Design of State Machine for Field Programmable Gate Array Hardware Description Language
FPGA HDL State Machine Design: Patterns That Work in Real Hardware
State machines are the backbone of almost every FPGA design. They control data flow, manage protocols, sequence operations, and handle error recovery. A badly designed state machine creates timing failures, unreachable states, and bugs that only show up at 3 AM during board bring-up. A well-designed one runs cleanly, scales easily, and survives every toolchain update you throw at it.
This is not a textbook. It is a practical guide to the state machine patterns that actually work when you target real FPGA fabric.
Why Most State Machine Tutorials Get It Wrong
Every HDL textbook teaches the same three encodings: binary, one-hot, and gray. Then it tells you to pick one and move on. That advice is useless for FPGA work.
The reality is that FPGAs are built from lookup tables and flip-flops, not from binary counters. The encoding you choose changes not just the flip-flop count, but the combinational logic complexity, the routing congestion, and the maximum clock frequency. A state machine that works fine in simulation can fail timing in hardware if you picked the wrong encoding for the target device.

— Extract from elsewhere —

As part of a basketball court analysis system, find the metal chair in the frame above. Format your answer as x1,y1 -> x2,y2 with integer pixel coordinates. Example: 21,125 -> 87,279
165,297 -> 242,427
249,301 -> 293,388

The other problem: most tutorials show state machines with clean, synchronous transitions. Real designs have asynchronous inputs, glitchy reset signals, and multiple clock domains. The tutorial examples do not cover any of that, so when you try to apply them to actual hardware, things break in ways the tutorial never mentioned.
One-Hot Encoding: The Default Choice for FPGA State Machines
For any state machine with roughly 8 to 20 states, one-hot encoding is almost always the right call on an FPGA. Each state gets its own flip-flop. The state register looks like a thermometer code: only one bit is high at any time.

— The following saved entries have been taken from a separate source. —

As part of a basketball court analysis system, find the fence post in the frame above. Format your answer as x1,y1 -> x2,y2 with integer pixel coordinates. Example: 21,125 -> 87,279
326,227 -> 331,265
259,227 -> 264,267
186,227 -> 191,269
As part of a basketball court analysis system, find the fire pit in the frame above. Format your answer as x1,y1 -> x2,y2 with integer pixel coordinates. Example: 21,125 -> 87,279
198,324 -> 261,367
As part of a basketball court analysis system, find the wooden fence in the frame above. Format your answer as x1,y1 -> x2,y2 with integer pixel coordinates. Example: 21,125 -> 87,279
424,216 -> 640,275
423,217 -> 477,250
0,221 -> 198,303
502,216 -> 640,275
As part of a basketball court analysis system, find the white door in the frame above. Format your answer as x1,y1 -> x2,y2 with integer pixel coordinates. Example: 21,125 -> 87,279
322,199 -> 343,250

Why One-Hot Wins on FPGA Fabric
The next-state logic for a one-hot machine is absurdly simple. Each flip-flop’s next value depends on the current state and the inputs, and the logic reduces to a few AND-OR gates. There are no wide multiplexers, no complex decode trees. The synthesis tool maps each state bit directly to a LUT input, and the whole thing fits in a single logic level.
Compare that to binary encoding, where the next-state logic needs a wide multiplexer to decode the binary state value into individual state signals. That mux eats LUT levels and routing resources, and it gets worse as the state count grows.
The flip-flop count is higher with one-hot, but FPGAs have flip-flops to spare. What they do not have is unlimited logic depth. One-hot trades flip-flops for speed, and that trade-off almost always favors speed.
When to Avoid One-Hot
One-hot breaks down when you have more than 30 or 40 states. The flip-flop count becomes significant, and the routing fanout on the state register starts to hurt timing. At that point, binary or gray encoding becomes competitive. For very large state machines (100+ states), consider splitting the machine into smaller sub-machines rather than forcing a single massive encoding.
Also, if your target is an ASIC rather than an FPGA, one-hot is almost never the right choice because flip-flop area is expensive in ASICs. This article is about FPGAs, so that does not apply here.
Two-Always vs Three-Always: The Debate That Does Not Matter
You will see state machines written with two always blocks (one combinational for next-state logic, one sequential for state register) and with three always blocks (adding a separate output logic block). Both work. Both synthesize to the same hardware if written correctly.
The Two-Always Pattern Is Simpler and Safer
The two-always pattern keeps everything in one place:
1always @(posedge clk or posedge rst) begin
2 if (rst)
3 state <= IDLE;
4 else
5 state <= next_state;
6end
7
8always @(*) begin
9 next_state = state;
10 case (state)
11 IDLE: if (start) next_state = RUN;
12 RUN: if (done) next_state = IDLE;
13 default: next_state = IDLE;
14 endcase
15end
16
Outputs that depend only on the state come from the combinational block. Outputs that depend on state and inputs also come from the combinational block. Everything is explicit, and there is no ambiguity about what drives what.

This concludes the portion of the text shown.